By Niva Chittock for RNZ

Christchurch Hospital nurses say their safety is being put at risk while Te Whatu Ora weighs up building some much needed parking for them.

A shortage of parks at the hospital has seen nurses assaulted, stalked or getting their cars vandalised in recent years.

A two-storey addition to an existing secure staff parking building, which would add 238 parks, was meant to be completed by last October.

But Te Whatu Ora Waitaha said the project, announced in 2020, is "in the detailed design phase but we are currently evaluating the project due to construction cost escalations".

The Nurses Organisation said staff were arriving well ahead of their shift to find a park, sometimes streets away from the hospital and nurse shortages were compounding the problem, a Christchurch Hospital delegate said in a statement.

"Due to the ongoing chronic short staffing, members are filling gaps and working overtime, not finishing until 3am, when no buses are running and there's very little security."

Anne-Maree Thomas, mother of a teenage cancer patient at the hospital, could not believe nurses were walking alone at that time.

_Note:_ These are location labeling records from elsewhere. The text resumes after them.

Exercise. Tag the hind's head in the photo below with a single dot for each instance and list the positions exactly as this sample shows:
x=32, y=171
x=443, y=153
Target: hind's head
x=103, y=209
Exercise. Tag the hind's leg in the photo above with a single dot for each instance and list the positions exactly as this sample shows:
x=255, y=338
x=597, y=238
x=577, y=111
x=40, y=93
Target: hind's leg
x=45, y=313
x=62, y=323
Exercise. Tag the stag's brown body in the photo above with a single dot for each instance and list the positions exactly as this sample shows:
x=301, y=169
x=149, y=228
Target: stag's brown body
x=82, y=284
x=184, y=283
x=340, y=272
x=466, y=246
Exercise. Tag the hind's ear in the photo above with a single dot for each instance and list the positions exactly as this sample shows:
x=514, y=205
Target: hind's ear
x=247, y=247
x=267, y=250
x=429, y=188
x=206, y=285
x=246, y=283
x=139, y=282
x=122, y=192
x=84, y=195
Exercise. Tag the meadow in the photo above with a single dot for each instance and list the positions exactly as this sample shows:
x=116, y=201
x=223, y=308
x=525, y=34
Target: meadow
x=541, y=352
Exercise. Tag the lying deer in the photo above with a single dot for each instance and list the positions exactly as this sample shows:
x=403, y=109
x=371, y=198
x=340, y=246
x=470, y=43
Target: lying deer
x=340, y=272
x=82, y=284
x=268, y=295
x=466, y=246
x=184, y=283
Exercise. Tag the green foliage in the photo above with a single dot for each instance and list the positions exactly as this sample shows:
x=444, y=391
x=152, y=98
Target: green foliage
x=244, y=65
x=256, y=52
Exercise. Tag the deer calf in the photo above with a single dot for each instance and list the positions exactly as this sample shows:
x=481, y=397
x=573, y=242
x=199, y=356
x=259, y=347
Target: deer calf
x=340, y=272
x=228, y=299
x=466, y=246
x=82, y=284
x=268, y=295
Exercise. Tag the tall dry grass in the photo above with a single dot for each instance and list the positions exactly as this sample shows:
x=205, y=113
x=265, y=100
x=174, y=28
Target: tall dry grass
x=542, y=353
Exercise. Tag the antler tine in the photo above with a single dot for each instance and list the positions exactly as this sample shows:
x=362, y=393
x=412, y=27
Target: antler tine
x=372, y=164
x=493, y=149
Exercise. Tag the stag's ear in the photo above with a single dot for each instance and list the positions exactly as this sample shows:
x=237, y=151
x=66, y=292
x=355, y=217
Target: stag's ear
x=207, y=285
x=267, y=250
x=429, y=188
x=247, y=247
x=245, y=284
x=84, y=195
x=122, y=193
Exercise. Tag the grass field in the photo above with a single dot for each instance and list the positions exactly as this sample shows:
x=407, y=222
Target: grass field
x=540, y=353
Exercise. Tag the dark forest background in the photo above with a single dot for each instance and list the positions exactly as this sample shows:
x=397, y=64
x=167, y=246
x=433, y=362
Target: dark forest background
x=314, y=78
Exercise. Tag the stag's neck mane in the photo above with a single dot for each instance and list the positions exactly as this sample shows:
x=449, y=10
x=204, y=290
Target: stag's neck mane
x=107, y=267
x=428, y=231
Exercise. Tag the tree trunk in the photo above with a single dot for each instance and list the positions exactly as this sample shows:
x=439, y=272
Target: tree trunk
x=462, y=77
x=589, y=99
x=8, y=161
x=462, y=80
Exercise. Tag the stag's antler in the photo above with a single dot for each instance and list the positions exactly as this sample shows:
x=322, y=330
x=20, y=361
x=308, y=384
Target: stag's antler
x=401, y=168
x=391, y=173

She described it as 'a walk of death'.

"It's pretty scary. You've got drunks ... you've got guys who are mentally unwell, you've got P addicts, and then you're expecting your nurses to walk, by themselves, maybe some of them five blocks, to get to their cars."

Christchurch City Councillor Jake McLellan said hospital staff would be feeling uncertain.

"We have had a number of nurses attacked down there... If the parking extension was to not proceed, I would be concerned, that's for sure."

He believed reinstating a central city shuttle would also help.

"Transport links in our CBD are quite weak. There's a safety benefit but also an economic development benefit to the CBD shuttle, and that [the council] actually has some responsibility to come to the party [to fund it].

"It's part of the fix right, better public transport. It's not just about car parking."

If the shuttle made it through the annual plan process, the funding would come through mid-year, he said.

Thomas had also contacted the council about getting better lighting installed near the hospital.

"There's a clear area around the hospital that's so dangerous for the nurses to walk at night... I notice there were blindspots at the hospital, when the girls were walking over that bridge where the Antigua Boat sheds are."

Christchurch City Council confirmed it had received six complaints about a lack of lighting near the hospital or requests to improve it in the past year.

Four were about the Antigua Street Bridge.

The council said staff had initiated planning to add more lighting at the north end of the bridge.

The Nurses Organisation was calling on Te Whatu Ora Waitaha to "do the right thing" and build the long-overdue extension.

"Surely, the safety and wellbeing of essential staff should be the first priority of any employer, especially in nursing where it is proving so difficult to attract and retain staff. Avoidable parking woes just making that problem worse," the hospital delegate said.

"It's an ongoing issue nationally and one that needs to be addressed before a staff member is seriously hurt."

Te Whatu Ora Waitaha was unavailable for comment, but has previously said it is looking at other car parking options to extend the current staff parking capacity.